Prague, 16 September 2003 (RFE/RL) -- Belarusian President Alyaksandr Lukashenka recently ordered the Ministry of Labor and Social Security to ensure that all state-owned and private enterprises in the country hire an officer responsible for ideology.
Ministry of Labor and Social Security spokeswoman Galina Trofimenko told RFE/RL that the order came as a result of a March conference on ideology organized by the Ideological Department of the presidential administration. She said deputy directors responsible for ideology will be introduced into all companies with more than 300 employees.
What should the CV or resume of a deputy director of ideology look like? Trofimenko said a deputy director should have a higher education, at least five years of experience working as a manager, and should know the fundamentals of Belarus's state ideology.
There's just one hitch. There appears to be no clearly articulated Belarusian state ideology. Analysts say Lukashenka simply wants to suppress the critics of his policies and control society in the way Soviet leaders once did.
Valery Karbalevich, an analyst with the Strategic Center, an independent Minsk-based political think tank, said there is no definitive Belarusian ideology and that those responsible for overseeing "ideological work" in Belarus will have to praise Lukashenka and his policies and report to authorities on those who disagree with the official line.
"I think that people who are responsible for ideology clearly understand one simple and foolish idea -- you need to praise Lukashenka and his policies and curse all his enemies -- the West, the [Belarusian] opposition," Karbalevich said. "Depending on the [political] situation, they must also curse Russia, but if the situation changes, they should support integration with her. To praise Lukashenka, that is the only ideology."
Karbalevich said Lukashenka outlined some vague guidelines on Belarusian ideology during the March conference but that his speech was confusing. He said Lukashenka suggested what amounts to a mishmash of Soviet-style communism and modern Western ideologies.

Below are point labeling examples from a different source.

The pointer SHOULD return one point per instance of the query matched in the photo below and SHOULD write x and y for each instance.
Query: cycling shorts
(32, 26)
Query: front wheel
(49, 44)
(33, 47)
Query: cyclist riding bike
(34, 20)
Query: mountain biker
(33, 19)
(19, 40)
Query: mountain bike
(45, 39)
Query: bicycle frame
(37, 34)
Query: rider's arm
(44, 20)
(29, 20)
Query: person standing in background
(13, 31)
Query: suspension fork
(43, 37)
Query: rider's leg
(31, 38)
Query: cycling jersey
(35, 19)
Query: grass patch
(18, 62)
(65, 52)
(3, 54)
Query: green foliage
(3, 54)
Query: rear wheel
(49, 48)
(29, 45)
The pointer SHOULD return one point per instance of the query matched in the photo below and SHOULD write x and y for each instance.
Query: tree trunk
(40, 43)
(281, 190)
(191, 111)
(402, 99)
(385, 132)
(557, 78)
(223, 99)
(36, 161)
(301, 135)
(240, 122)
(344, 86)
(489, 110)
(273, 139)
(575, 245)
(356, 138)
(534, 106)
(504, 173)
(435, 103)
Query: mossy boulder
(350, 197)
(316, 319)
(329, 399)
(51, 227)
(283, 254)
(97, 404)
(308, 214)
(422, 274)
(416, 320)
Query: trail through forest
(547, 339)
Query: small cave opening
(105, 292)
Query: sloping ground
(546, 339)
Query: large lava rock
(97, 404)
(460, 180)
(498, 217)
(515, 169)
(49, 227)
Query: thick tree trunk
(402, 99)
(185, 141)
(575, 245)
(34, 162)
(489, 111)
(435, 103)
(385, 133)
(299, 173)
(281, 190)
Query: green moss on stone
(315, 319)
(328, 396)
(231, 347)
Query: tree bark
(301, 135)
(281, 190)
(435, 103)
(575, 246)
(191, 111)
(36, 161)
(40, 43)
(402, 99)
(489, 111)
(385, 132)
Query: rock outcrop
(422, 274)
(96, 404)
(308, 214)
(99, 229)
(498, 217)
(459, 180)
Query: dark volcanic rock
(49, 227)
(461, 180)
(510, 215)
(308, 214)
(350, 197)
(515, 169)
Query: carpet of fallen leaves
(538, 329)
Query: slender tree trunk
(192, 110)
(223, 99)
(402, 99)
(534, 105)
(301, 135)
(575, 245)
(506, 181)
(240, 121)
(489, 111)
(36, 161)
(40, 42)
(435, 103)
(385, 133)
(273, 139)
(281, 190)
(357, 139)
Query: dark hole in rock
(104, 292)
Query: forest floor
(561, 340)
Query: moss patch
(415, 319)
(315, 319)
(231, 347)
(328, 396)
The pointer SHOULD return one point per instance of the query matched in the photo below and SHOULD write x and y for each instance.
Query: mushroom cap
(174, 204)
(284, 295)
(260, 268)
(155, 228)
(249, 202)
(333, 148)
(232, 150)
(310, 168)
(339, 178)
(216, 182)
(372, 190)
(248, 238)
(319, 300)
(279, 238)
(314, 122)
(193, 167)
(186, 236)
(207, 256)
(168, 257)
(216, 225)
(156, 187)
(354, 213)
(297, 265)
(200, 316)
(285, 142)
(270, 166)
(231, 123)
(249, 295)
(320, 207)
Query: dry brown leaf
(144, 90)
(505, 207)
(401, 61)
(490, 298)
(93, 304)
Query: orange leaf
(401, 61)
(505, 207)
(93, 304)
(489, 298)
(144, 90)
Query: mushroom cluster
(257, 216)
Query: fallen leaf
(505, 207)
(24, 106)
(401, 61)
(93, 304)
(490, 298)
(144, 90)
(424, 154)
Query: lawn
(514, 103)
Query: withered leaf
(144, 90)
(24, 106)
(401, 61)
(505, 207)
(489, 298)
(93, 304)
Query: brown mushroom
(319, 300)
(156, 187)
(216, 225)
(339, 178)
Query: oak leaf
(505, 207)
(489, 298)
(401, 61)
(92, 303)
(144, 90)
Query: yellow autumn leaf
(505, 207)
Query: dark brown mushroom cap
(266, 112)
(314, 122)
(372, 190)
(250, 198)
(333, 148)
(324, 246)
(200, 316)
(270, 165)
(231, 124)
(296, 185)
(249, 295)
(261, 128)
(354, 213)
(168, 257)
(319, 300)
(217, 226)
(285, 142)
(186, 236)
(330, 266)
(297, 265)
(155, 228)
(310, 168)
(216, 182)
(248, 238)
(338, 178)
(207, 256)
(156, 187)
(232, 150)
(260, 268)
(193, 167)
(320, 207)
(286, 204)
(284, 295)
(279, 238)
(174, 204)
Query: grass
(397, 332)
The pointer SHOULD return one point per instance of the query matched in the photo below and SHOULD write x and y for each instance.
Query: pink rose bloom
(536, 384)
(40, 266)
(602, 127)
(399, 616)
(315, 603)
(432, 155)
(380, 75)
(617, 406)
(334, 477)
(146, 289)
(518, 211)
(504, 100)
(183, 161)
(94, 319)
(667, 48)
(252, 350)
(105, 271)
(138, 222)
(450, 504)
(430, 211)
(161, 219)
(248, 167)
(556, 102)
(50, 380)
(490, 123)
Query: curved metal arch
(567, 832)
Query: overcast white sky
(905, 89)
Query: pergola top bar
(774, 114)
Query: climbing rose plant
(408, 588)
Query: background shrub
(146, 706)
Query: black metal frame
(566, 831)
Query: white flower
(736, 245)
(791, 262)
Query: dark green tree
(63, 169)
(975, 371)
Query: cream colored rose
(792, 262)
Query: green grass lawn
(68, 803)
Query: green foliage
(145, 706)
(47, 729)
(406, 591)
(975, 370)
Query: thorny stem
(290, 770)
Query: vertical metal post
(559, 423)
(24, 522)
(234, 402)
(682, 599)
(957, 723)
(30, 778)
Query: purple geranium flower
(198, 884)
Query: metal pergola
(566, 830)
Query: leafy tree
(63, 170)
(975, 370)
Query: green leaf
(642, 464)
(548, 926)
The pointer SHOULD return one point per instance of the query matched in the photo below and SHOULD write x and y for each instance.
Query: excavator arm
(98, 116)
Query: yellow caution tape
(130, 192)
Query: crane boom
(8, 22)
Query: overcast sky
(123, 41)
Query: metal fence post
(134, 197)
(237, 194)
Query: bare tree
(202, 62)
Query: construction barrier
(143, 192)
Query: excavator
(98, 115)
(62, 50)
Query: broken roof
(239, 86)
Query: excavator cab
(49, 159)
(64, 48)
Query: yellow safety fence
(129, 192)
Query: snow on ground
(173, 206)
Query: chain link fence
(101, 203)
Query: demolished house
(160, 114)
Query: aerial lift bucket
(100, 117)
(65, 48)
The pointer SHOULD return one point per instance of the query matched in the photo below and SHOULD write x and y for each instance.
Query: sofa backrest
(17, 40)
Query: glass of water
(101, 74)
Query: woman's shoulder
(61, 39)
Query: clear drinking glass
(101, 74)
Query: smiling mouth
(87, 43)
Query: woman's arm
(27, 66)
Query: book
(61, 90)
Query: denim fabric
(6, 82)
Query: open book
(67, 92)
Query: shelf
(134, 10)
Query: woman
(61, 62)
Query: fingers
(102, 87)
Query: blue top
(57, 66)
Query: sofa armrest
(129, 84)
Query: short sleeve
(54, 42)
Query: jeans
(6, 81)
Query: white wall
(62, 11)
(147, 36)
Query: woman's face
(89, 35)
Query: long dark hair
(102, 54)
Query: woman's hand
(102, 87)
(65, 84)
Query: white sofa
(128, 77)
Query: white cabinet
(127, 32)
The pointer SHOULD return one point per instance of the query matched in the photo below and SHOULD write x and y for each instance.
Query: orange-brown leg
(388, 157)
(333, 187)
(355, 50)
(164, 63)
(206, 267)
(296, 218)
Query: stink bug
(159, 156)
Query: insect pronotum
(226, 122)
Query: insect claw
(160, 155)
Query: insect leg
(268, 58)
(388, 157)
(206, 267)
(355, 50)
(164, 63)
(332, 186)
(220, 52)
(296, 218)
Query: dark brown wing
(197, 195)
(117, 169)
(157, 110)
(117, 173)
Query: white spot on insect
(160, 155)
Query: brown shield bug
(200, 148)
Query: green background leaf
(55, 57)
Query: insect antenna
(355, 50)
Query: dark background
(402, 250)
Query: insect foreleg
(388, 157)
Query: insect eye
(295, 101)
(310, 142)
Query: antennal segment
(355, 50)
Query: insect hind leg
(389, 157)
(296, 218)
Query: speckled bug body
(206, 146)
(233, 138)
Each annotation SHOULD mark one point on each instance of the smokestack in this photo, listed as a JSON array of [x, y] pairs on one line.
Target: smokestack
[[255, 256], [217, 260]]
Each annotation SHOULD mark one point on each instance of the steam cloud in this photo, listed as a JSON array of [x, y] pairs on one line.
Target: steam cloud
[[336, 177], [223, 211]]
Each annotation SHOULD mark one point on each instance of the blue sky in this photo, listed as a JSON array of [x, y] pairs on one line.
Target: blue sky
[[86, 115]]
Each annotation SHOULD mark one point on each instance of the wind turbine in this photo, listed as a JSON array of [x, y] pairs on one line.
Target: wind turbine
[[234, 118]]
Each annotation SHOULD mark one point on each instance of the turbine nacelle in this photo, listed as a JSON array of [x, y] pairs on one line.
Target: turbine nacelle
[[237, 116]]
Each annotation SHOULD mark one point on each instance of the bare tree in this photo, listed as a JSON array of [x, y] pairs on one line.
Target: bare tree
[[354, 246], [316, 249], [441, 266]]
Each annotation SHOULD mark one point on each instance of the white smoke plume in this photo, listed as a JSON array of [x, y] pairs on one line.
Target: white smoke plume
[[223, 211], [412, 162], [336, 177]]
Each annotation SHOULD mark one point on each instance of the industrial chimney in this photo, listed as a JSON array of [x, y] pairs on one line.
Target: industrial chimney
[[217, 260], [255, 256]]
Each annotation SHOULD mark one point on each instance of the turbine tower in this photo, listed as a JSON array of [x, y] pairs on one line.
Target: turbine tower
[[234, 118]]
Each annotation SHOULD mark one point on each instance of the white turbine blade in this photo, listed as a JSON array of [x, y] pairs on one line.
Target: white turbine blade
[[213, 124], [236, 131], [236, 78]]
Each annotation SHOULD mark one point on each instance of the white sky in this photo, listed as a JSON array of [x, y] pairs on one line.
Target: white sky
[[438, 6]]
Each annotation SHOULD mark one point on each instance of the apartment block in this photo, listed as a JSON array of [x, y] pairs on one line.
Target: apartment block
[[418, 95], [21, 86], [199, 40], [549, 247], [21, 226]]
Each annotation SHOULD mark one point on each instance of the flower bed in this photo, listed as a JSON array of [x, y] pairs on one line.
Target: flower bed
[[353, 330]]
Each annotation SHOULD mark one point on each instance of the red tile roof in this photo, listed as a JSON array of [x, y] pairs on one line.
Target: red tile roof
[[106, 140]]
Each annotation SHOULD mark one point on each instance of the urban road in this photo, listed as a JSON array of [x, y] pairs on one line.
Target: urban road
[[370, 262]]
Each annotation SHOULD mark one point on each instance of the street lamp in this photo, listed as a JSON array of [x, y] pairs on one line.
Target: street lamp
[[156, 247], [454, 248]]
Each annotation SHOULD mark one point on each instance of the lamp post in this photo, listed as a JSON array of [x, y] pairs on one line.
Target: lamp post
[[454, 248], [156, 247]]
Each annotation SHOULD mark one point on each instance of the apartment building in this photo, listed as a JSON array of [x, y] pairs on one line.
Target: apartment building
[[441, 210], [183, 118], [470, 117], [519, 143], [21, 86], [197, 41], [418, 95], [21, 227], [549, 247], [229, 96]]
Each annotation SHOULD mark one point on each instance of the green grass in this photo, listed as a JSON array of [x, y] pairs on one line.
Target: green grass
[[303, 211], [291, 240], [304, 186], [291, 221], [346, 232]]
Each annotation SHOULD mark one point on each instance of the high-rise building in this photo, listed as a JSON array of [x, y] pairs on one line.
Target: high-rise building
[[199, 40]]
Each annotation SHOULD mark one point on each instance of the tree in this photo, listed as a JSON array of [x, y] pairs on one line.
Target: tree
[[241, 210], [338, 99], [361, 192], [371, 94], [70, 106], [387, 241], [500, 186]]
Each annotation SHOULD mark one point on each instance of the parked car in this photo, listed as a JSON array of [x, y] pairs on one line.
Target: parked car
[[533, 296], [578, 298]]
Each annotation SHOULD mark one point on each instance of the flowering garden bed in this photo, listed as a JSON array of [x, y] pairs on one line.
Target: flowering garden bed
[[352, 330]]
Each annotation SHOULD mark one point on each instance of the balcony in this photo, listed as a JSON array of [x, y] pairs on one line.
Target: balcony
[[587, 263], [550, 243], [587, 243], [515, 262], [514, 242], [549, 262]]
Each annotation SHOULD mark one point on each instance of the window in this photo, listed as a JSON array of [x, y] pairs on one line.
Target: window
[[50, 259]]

"It is clear that this mix cannot constitute any articulate system and that it will never work," Karbalevich said. He said a clearly defined Belarusian state ideology has still not been presented in a book or article, despite the fact that it must be studied in schools and universities from the beginning of this month.
Tatsiana Protska is the head of the Belarusian Helsinki Committee, a nongovernmental organization that focuses on human rights. She told RFE/RL that although Lukashenka has not articulated an official ideology, the structure for promulgating such a belief system is already in place. This structure, she said, is an exact replica of the Soviet-era mechanisms of imposing communist ideology upon society.
"The Soviet system is taken as a propaganda model. At that time, the [Communist] Party organizations always had deputy directors for ideology. Now, party organizations have been practically replaced by presidential 'vertical power,'" Protska said.
Karbalevich said Lukashenka seeks to control Belarusian society through such a "vertical structure." He explained that this ideological control structure begins at the presidential level and trickles down to the smallest factories. Lower officials report to their superiors about the ideological situations in the sections of society they are responsible for.
"Every local council has a deputy chairman responsible for ideological work. Every regional council also has a deputy chairman responsible for ideological work, and so on. The vertical chain of responsibility is already in place. The officials will control each other from the upper echelons of power to the lower," Karbalevich said.
Karbalevich said there are officials responsible for ideological work in the presidential administration. The system may look effective, but Karbalevich said it will not work. "The efficiency will not be high," he said. "The efficiency will be weak because to begin with, Belarus is not the Soviet Union. Belarus is more or less an open society, with an independent mass media, where people can watch Russian television, where citizens are allowed to go freely abroad."
He said that what is lacking in Belarus is an effective KGB-style secret service. Nevertheless, deputy directors for ideology will be able to make life hard for employees. The most severe punishment might be firing.
Practically speaking, many reasons can be found for firing a "faithless" employee. For example, once a month, all employees will be required to attend an hour of political briefings, where they will be informed about recent actions by Belarusian authorities. "As during Soviet times," Karbalevich said, "it will be an indoctrination hour when questioning official policy would mean revealing oneself as an enemy of the state. It would eventually lead to being fired."
Alyaksandr Buchvostov agrees. He is the chairman of the Trade Union Association of Tractor and Agriculture Machines Manufacturers in Belarus. He said the new deputy directors for ideology are already seeking to root out "sinful" thoughts from the minds of workers and reduce the influence of the country's independent trade unions. He accuses the authorities of searching the personal belongings of workers for items not in line with the official ideology.
The decision is intended to affect foreign companies working in the country, as well. But Alyaksandr Denisov, a deputy director for Coca-Cola Beverages in Belarus, said he does not understand what the authorities are looking for and said the company tries to distance itself from ideology wherever possible.